L'adoration consiste à accomplir "le plus grand" exode depuis celui du peuple juif en Egypte: celui de soi-même, a considéré le pape François le 6 janvier 2019. Le pontife a célébré ce lundi la messe de l'Epiphanie dans la basilique Saint-Pierre.
Dans l'Evangile de
l'Epiphanie, le roi Hérode utilise le mot "adorer" avec une intention
"fallacieuse", a observé le pape.
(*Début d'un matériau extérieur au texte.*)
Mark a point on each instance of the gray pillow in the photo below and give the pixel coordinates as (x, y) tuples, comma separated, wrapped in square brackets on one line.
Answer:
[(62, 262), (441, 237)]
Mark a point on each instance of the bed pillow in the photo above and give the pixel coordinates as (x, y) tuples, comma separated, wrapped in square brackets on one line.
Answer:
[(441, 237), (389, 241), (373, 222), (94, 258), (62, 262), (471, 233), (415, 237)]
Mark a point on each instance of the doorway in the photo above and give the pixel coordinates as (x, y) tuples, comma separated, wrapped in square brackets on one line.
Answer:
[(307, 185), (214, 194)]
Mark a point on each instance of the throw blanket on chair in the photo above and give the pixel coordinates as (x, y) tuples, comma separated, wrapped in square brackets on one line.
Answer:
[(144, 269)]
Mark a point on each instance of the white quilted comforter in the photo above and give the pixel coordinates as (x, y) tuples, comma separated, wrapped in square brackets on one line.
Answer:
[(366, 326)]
En réalité, ce roi n'adorait que
lui-même et voulait se libérer de l'Enfant par le mensonge. Se "servir de Dieu
plutôt que servir Dieu" est un risque qui guette tous les chrétiens, a
observé le pontife.
Se "servir de Dieu plutôt que servir Dieu"
Nombreuses sont les fois
où l'homme couvre de religiosité ce qui l'arrange, échange les intérêts de
l'Evangile avec les siens, ou encore confond le pouvoir selon Dieu et le pouvoir
selon le monde, a-t-il égrené.
Adorer consiste pourtant
précisément à mettre le Seigneur au centre de sa vie, a déclaré le pape. Il
s'agit d'accomplir un exode, "le plus grand" depuis l'esclavage:
celui de soi-même. "Adorer, c'est mettre les plans de Dieu avant mon
temps, mes droits, mes espaces", a insisté l'évêque de Rome.
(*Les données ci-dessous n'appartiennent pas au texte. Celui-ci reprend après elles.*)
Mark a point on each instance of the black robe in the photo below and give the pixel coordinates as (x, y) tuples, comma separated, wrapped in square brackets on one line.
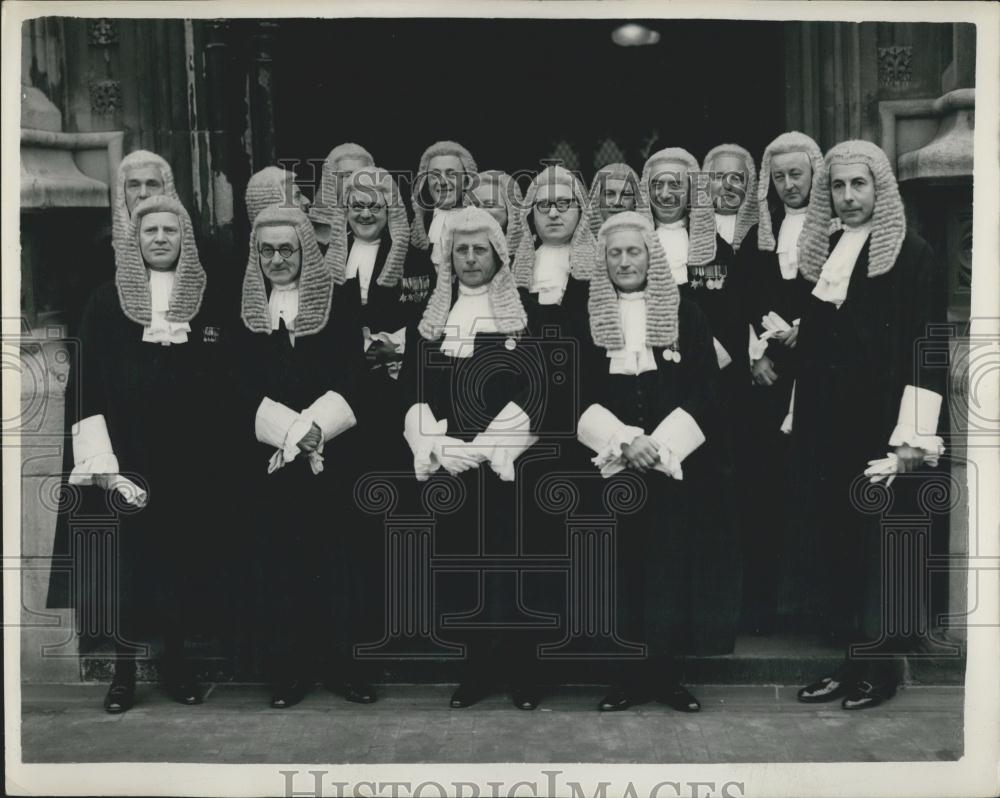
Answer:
[(767, 406), (134, 573), (674, 559), (298, 526), (854, 365), (479, 606), (380, 410)]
Trop de chrétiens ne savent pas adorer
Le pape a ainsi appelé
chacun à prendre davantage de temps pour l'adoration en déplorant que trop de
chrétiens ne sachent pas adorer. L'Eglise doit à ce titre renforcer la prière
d'adoration, a-t-il appelé.
Adorer consiste encore à
découvrir que la vie ne consiste pas en l'avoir, mais bien "dans le fait
d'aimer", a considéré le pape. Par la prière d'adoration, le chrétien peut
se redécouvrir frère avec les autres devant "le mystère de l'amour qui
surmonte toute distance". Ainsi, les fidèles trouveront le
"courage" d'approcher les autres par l'adoration, a-t-il estimé.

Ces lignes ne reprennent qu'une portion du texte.